But while a combination of technologies will be needed, all feasible scenarios for achieving the objectives of the Paris climate agreement show that a massive increase in the role of electricity is essential. The recently published Shell “Sky Scenario” estimates that electricity will account for more than 60% of final energy demand by late this century, up from around 20% today. If we don’t electrify as much of the economy as possible, and decarbonize electricity production as rapidly as possible, we have no hope of avoiding severely harmful climate change.

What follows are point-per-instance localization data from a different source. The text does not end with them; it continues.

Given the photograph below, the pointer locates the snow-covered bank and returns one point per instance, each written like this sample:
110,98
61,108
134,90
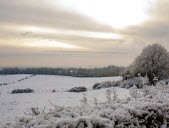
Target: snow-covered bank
148,111
14,105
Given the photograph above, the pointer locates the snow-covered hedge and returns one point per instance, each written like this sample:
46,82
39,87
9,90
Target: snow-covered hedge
149,111
135,81
27,90
106,84
78,89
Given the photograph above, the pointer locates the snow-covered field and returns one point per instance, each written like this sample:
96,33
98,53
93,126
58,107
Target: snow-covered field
14,105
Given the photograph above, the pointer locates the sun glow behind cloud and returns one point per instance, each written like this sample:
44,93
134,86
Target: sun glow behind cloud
48,44
116,13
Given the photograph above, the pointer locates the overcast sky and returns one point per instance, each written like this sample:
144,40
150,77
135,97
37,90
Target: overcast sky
79,33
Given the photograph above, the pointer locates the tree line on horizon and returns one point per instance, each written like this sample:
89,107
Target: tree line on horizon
77,72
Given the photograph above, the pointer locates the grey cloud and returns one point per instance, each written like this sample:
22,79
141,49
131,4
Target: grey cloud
25,12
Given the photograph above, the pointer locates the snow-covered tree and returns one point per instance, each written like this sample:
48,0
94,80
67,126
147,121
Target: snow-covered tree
153,61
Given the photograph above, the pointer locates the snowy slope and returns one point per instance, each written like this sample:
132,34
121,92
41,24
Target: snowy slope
14,105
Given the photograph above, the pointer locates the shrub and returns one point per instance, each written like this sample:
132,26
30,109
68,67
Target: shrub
106,84
78,89
27,90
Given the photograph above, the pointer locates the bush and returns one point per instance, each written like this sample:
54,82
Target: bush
78,89
106,84
135,81
27,90
153,61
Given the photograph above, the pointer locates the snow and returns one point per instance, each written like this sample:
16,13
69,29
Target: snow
151,110
14,105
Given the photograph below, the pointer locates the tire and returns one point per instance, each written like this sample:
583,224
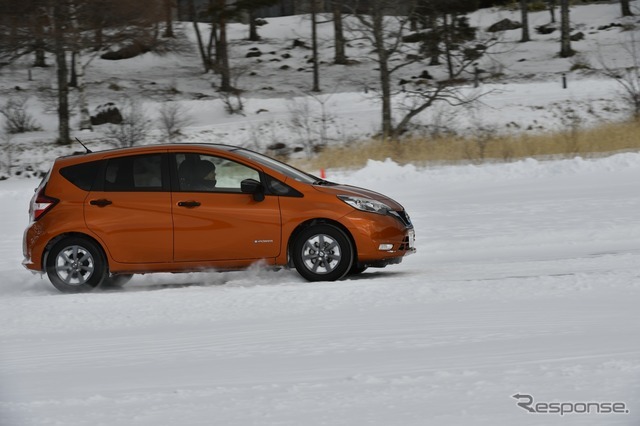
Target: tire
115,281
76,265
322,253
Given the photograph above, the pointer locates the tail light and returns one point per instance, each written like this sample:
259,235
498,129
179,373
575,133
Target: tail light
40,204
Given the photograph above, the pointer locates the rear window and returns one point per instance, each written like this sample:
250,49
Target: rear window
82,175
136,173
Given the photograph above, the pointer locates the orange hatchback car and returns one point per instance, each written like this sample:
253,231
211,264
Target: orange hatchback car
97,218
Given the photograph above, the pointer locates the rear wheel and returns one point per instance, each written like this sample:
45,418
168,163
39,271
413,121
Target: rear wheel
322,253
76,265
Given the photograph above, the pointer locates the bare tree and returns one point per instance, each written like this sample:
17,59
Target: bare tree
524,12
314,45
565,30
17,117
135,124
628,78
385,30
59,16
338,33
173,118
168,16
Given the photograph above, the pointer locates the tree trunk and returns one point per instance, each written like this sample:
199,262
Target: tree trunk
73,79
339,43
565,30
60,15
446,29
314,45
253,28
433,44
206,61
524,11
222,50
85,117
552,10
39,44
168,16
385,75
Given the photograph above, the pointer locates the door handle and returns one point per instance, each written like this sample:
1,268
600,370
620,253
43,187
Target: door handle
101,202
188,204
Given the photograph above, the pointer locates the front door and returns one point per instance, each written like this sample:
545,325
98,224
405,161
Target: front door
213,220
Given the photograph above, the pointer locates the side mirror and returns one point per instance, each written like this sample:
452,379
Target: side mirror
252,186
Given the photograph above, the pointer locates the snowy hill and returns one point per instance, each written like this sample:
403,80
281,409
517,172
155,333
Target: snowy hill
523,294
522,86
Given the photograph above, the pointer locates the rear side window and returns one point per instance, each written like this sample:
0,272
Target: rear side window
136,173
82,175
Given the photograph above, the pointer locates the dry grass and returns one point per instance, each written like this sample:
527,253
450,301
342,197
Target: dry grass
597,141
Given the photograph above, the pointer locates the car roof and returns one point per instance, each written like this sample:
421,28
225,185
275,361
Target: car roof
79,157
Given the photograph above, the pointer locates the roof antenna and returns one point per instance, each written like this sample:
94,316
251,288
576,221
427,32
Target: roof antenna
84,146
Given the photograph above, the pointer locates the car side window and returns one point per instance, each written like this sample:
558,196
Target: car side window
200,172
82,175
135,173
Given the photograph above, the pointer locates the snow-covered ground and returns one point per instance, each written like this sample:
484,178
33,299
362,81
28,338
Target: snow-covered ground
526,280
522,86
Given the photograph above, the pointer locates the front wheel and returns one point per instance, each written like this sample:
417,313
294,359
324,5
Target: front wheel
322,253
76,265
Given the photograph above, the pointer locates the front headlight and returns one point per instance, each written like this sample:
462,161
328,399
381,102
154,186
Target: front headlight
365,204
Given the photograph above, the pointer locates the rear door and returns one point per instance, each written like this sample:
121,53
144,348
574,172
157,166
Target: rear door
130,209
215,221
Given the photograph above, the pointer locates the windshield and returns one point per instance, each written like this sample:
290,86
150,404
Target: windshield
278,166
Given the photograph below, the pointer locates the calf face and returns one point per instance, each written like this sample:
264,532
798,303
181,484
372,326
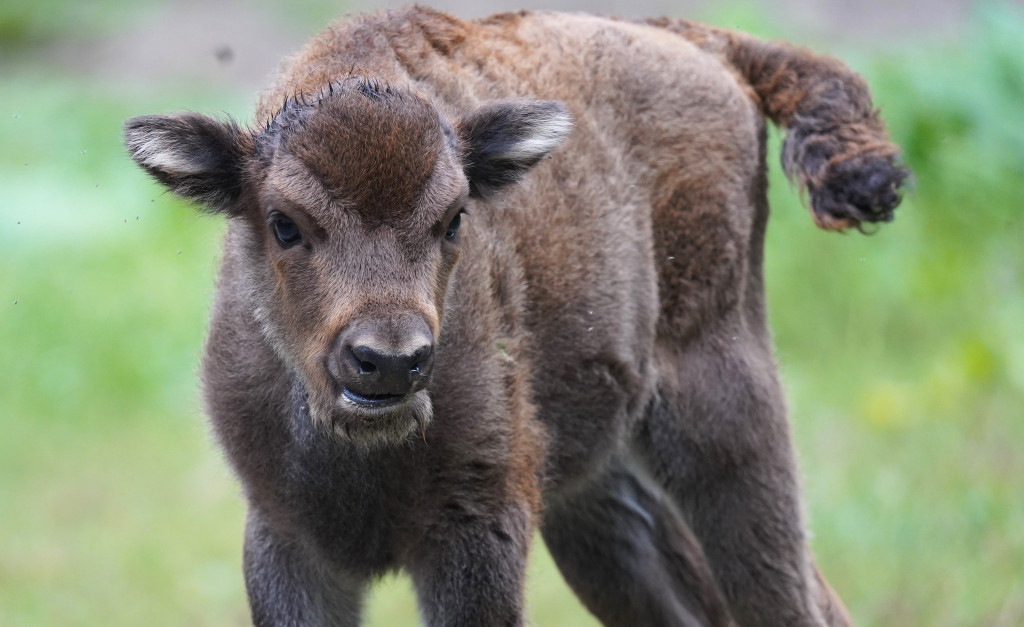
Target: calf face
352,202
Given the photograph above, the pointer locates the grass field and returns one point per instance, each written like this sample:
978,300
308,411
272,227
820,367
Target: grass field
902,356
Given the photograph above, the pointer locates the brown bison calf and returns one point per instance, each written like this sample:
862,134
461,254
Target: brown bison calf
414,362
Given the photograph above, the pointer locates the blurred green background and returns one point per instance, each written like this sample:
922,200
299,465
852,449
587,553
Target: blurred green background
902,352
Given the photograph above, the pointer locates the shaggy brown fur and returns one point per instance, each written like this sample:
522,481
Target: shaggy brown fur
415,361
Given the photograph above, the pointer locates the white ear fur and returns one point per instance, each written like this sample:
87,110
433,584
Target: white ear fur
160,151
544,133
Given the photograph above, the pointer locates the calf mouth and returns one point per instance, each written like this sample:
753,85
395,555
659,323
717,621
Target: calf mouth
372,402
375,420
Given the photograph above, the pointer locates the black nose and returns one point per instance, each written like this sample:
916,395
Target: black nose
374,371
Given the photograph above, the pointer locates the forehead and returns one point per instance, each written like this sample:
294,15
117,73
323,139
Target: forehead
369,148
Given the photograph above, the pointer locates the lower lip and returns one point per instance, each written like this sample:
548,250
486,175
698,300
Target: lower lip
361,401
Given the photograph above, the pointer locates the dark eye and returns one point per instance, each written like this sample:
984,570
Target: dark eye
454,226
285,230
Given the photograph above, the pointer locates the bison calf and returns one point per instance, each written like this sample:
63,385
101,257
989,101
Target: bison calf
419,353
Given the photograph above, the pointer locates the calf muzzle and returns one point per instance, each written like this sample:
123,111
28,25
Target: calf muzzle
380,365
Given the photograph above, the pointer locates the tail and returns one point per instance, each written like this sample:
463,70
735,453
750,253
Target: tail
836,145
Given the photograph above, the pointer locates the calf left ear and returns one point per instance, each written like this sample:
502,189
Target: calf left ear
504,139
194,156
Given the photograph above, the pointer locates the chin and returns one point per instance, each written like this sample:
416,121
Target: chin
378,426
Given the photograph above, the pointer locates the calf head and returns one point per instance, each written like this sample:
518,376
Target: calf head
348,207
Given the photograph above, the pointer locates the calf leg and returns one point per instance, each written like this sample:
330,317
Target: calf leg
718,440
469,568
289,586
629,556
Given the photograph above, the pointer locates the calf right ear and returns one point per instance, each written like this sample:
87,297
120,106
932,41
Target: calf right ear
194,156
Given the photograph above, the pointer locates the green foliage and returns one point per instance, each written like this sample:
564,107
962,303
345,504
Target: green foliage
901,354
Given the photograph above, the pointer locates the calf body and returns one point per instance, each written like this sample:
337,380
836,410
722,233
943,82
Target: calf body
415,360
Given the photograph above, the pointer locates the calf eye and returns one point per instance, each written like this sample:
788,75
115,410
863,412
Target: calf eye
454,226
285,230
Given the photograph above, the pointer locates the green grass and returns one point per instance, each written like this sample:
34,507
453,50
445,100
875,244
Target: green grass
902,356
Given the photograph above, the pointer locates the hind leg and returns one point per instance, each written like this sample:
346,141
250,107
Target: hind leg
629,556
718,440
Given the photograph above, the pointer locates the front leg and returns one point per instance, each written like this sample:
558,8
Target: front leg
289,585
470,567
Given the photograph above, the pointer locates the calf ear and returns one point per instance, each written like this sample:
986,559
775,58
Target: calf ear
504,139
194,156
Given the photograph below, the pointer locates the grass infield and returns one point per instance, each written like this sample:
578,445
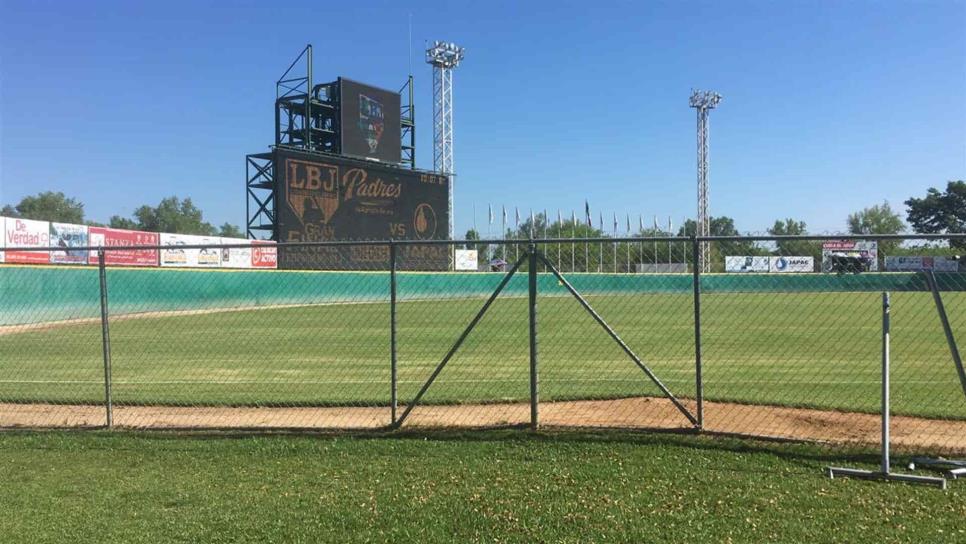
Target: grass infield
482,487
817,350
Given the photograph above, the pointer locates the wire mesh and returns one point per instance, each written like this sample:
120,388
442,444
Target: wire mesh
379,334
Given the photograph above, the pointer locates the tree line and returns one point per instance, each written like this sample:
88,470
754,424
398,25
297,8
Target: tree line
938,212
172,215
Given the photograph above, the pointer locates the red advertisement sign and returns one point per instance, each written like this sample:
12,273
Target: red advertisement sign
27,233
108,237
264,254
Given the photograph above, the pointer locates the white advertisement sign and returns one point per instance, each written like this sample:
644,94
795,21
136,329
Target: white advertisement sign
67,236
236,257
913,264
180,257
791,264
466,260
26,233
746,264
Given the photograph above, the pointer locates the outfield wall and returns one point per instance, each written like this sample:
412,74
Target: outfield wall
34,294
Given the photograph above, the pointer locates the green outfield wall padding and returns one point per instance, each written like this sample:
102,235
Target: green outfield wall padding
34,294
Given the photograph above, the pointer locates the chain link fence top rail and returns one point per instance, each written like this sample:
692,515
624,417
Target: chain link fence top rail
626,336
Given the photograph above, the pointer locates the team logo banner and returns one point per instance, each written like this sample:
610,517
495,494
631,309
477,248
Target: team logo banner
113,238
65,237
865,250
177,256
746,264
326,198
791,264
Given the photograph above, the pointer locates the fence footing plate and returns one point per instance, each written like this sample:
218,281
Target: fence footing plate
833,472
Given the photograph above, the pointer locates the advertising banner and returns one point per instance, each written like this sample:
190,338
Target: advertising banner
791,264
67,236
866,251
26,233
746,264
209,257
915,264
236,257
108,237
264,254
466,260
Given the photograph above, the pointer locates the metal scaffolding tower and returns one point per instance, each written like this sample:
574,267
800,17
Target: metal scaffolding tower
444,57
703,101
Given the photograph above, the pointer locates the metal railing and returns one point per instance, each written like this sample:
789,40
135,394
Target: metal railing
553,339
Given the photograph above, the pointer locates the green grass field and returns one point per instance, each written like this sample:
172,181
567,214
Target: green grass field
480,487
801,349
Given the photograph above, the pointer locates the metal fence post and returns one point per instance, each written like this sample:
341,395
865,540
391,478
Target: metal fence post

Of course, EVs come in different types and sizes, and the bigger the electric car you buy, and the more you show off its superior acceleration, the greater the danger that the immediate impact of going electric will be an increase in emissions. Unfortunately, current EV offerings are skewed toward larger cars and SUVs, with fewer small and mid-size models, which will eventually deliver the biggest emissions reductions. This reflects the car companies’ profit incentives, the difficulties of achieving adequate range with smaller batteries, and the lack of sufficiently widespread charging infrastructure. But the charging infrastructure can and must be built, and a wider range of auto sizes will increasingly be available.

So, if you care about the climate, your next car should be electric, preferably a size or two smaller than the one you first thought about. And to ensure that you really are helping to save the planet, you should combine your personal purchase decision with political support for policies to drive rapid electricity decarbonization and investment in widespread charging infrastructure. Buying EVs alone cannot save the planet, but doing so is a powerful lever for the broader changes that can.